Page MenuHomePhabricator

Parsoid API responses contain unnecessary meta data bloating HTML response
Closed, ResolvedPublic

Description

For the purpose of Visual Editing, parsoid responds with meta data such as:

data-mw='{"parts":[{"template":{"target":{"wt":"Infobox dot-com company\n","href":"./Template:Infobox_dot-com_company"},

Given we want to use Parsoid to simplify the page HTML we serve to users, we will need to think about this and how it impacts our readers.

We'll need to measure the impact of having meta data vs not having meta data, and if we decide to remove it identify ways that VisualEditor can still obtain this information without pulling the entire content a second time round.

https://en.wikipedia.org/api/rest_v1/page/html/Facebook

Related Objects

View Standalone Graph
This task is connected to more than 200 other tasks. Only direct parents and subtasks are shown here.
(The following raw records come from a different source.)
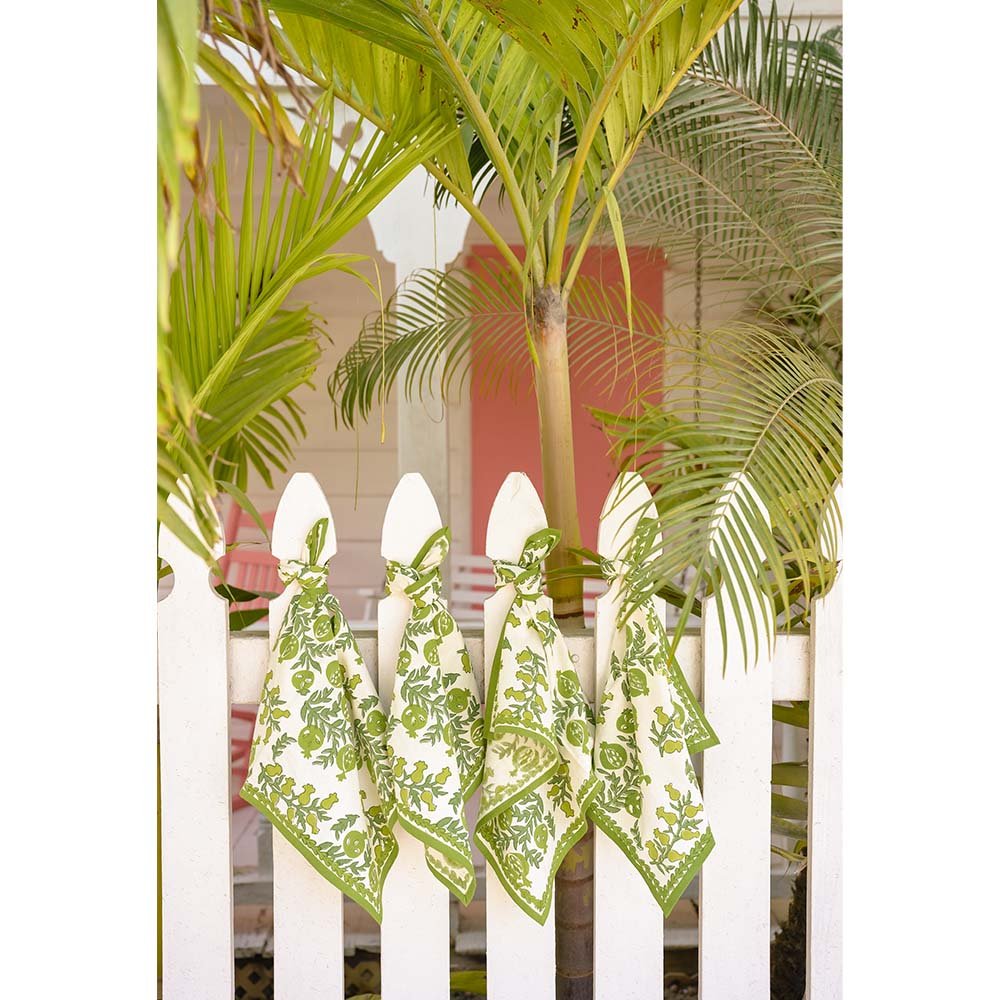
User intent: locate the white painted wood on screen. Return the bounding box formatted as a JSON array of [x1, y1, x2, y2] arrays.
[[594, 472, 666, 1000], [368, 167, 470, 544], [157, 490, 235, 1000], [378, 472, 449, 1000], [268, 472, 344, 1000], [698, 477, 773, 1000], [806, 488, 844, 1000], [483, 472, 556, 1000], [229, 626, 809, 704]]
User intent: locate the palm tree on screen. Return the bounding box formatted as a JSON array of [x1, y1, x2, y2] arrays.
[[157, 0, 449, 561], [246, 0, 738, 617], [223, 0, 739, 998], [602, 3, 842, 664]]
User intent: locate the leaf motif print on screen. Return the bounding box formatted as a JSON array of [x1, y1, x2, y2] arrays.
[[240, 518, 398, 921]]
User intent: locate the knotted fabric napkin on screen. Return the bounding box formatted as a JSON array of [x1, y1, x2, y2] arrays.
[[476, 529, 595, 924], [590, 518, 719, 913], [386, 528, 484, 904], [240, 518, 397, 921]]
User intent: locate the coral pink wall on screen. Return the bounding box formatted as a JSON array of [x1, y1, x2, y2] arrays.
[[467, 245, 665, 553]]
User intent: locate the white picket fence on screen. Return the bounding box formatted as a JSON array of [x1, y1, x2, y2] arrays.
[[158, 473, 842, 1000]]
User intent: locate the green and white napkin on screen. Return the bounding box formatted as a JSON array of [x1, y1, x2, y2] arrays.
[[386, 528, 485, 904], [590, 519, 719, 913], [475, 529, 595, 923], [240, 518, 398, 921]]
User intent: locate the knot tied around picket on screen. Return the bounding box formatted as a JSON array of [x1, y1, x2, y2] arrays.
[[475, 528, 595, 924], [386, 528, 484, 904]]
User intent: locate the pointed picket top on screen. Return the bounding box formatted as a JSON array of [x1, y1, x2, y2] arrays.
[[597, 472, 656, 559], [159, 480, 226, 589], [486, 472, 549, 562], [382, 472, 441, 563], [271, 472, 337, 564]]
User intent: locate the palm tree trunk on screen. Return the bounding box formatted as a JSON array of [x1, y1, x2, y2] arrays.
[[533, 287, 583, 618], [532, 287, 594, 1000]]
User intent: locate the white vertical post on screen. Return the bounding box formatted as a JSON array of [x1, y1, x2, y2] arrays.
[[378, 472, 449, 1000], [268, 472, 344, 1000], [806, 489, 844, 1000], [594, 472, 666, 1000], [157, 494, 235, 1000], [698, 479, 774, 1000], [368, 167, 469, 540], [483, 472, 556, 1000]]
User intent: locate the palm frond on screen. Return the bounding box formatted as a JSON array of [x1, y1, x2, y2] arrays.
[[328, 261, 663, 426], [271, 0, 738, 286], [617, 3, 842, 365], [158, 96, 452, 552], [598, 324, 842, 657]]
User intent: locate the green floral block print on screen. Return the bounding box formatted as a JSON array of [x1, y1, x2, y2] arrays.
[[240, 518, 398, 921], [475, 529, 596, 924], [386, 528, 485, 904], [590, 519, 719, 914]]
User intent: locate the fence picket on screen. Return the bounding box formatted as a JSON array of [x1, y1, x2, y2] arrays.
[[698, 478, 774, 1000], [806, 490, 844, 1000], [268, 472, 344, 1000], [157, 490, 235, 1000], [158, 464, 843, 1000], [483, 472, 556, 1000], [594, 472, 666, 1000], [378, 472, 449, 1000]]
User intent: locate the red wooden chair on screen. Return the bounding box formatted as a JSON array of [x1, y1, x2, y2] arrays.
[[219, 503, 283, 812]]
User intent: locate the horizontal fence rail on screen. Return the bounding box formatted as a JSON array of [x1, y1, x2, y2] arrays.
[[158, 473, 841, 1000]]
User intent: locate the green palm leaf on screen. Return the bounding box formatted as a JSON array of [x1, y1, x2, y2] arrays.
[[617, 4, 842, 366], [597, 325, 842, 657], [328, 262, 663, 426], [271, 0, 737, 290]]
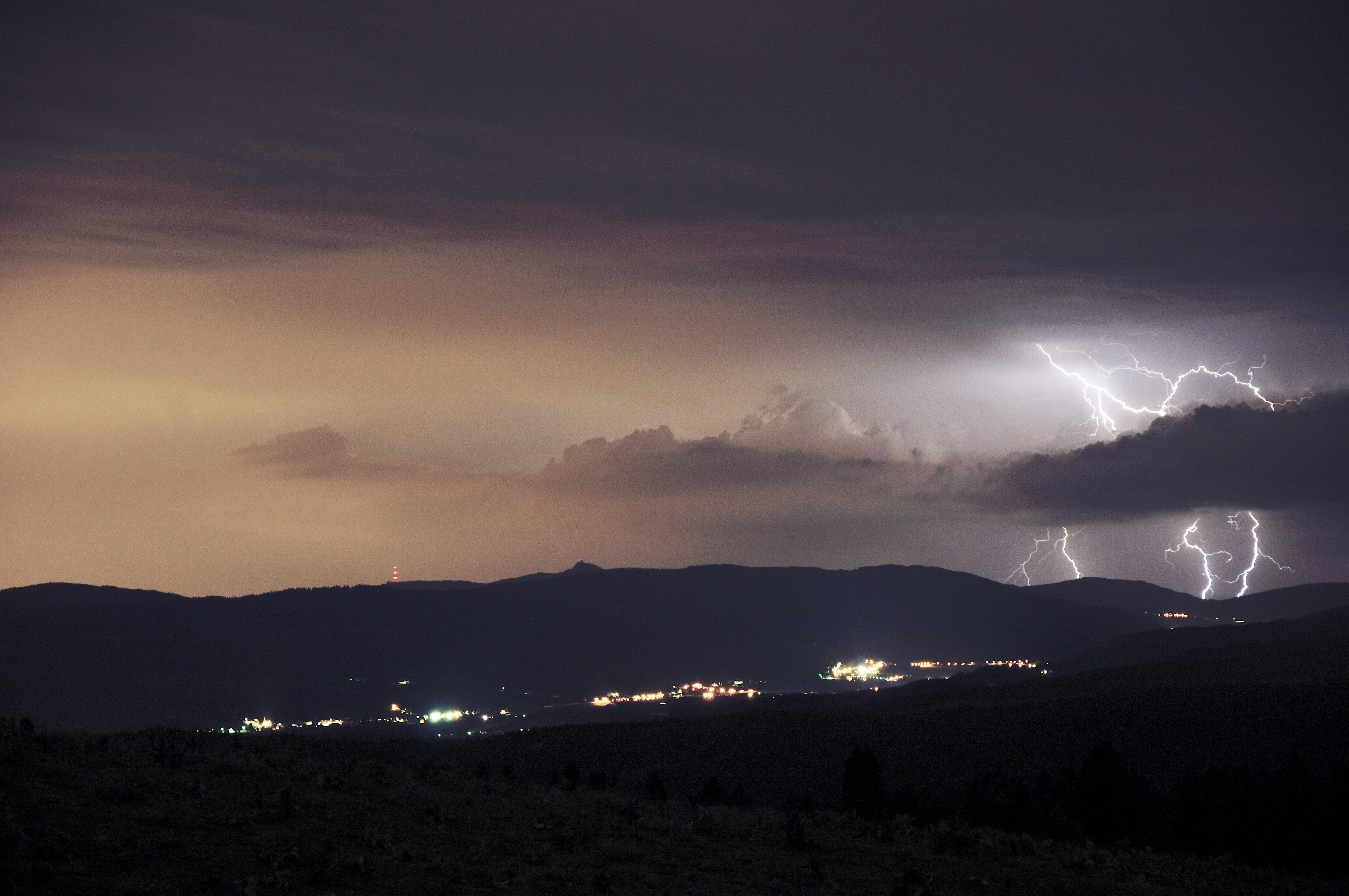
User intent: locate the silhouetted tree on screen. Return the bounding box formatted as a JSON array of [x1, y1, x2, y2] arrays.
[[1071, 741, 1147, 842], [842, 746, 893, 818]]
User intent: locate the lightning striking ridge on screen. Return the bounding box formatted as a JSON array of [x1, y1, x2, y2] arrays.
[[1166, 510, 1292, 601], [1166, 519, 1232, 601], [1002, 526, 1082, 584], [1225, 510, 1294, 598], [1035, 340, 1313, 443]]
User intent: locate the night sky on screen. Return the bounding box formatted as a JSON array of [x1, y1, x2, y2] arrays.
[[0, 0, 1349, 595]]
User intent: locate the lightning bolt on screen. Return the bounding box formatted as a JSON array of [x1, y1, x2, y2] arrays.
[[1166, 510, 1294, 601], [1002, 526, 1082, 584], [1035, 340, 1313, 443], [1166, 519, 1232, 601], [1225, 510, 1294, 598]]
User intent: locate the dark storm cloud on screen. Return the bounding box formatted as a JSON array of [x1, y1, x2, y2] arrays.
[[979, 393, 1349, 518], [0, 3, 1349, 300]]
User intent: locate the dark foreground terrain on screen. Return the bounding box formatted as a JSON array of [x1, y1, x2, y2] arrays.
[[0, 720, 1341, 896]]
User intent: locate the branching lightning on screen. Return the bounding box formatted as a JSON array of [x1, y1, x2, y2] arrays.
[[1031, 340, 1314, 599], [1166, 510, 1292, 599], [1002, 526, 1082, 584], [1035, 341, 1311, 443], [1166, 519, 1232, 601]]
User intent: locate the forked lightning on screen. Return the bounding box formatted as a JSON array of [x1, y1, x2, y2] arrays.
[[1004, 526, 1082, 584], [1166, 510, 1292, 599], [1035, 343, 1311, 443]]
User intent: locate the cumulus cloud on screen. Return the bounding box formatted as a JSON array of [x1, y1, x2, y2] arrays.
[[975, 393, 1349, 517], [731, 386, 904, 460]]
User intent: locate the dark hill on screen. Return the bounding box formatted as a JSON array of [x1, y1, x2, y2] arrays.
[[1021, 576, 1349, 622], [384, 560, 603, 591], [0, 582, 188, 613], [0, 567, 1161, 729]]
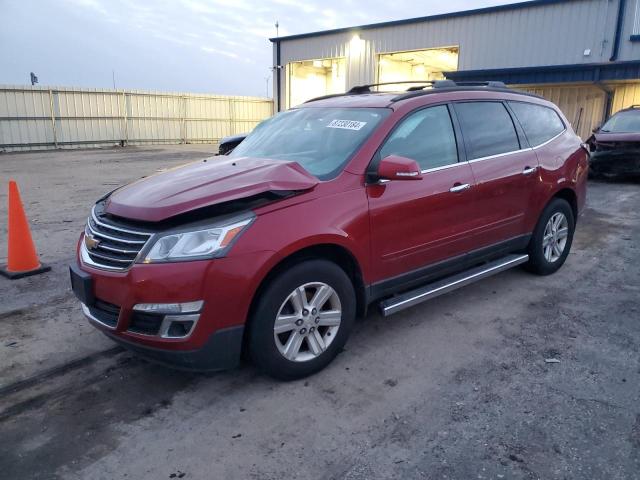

Use View Standalone Graph to show more of the graph.

Event Timeline

Jdlrobson raised the priority of this task from to Normal.
Jdlrobson updated the task description. (Show Details)
brion added a subscriber: brion.Sep 30 2015, 7:32 PM

Might consider something like:

  • do an 'unzip' pass on the HTML that saves just the elements and their data-mw attributes on one hand (no other attribs or text content), and everything but the data-mw attributes on the other
  • fetch the data-mw-less pass for viewing
  • on edit request, fetch the data-mw-only version, iterate through, and apply data-mw attributes in the same place

If there's runtime modification of the DOM for showing/hiding, plugins etc that may make the 'rezipping' tricky. But it should work in theory. :D

See https://phabricator.wikimedia.org/T78676 .. This new ticket can be merged as a dupe of that one, I think. The only thing that has stopped us from going ahead with that is that all existing editing clients (VE, Flow, CX) would need to update their code to fetch data-mw separately.

I pressed submit hastily .. but I think once those clients are equipped to do this, that will unblock T78676.

Jdlrobson removed projects: Epic, Reading-Web-Planning.
Jdlrobson set Security to None.

Thanks @subbu. I'll keep this card since the motivation is different but resolving that bug looks like it should meet our requirements so added it as a blocking bug. Thanks!

Jdlrobson moved this task from Backlog to Tasks on the MobileFrontend board.

Joaquin is looking into this

Jhernandez closed this task as Resolved.Jun 22 2016, 4:55 PM

The parsing team is splitting data-mw from parsoid soon :)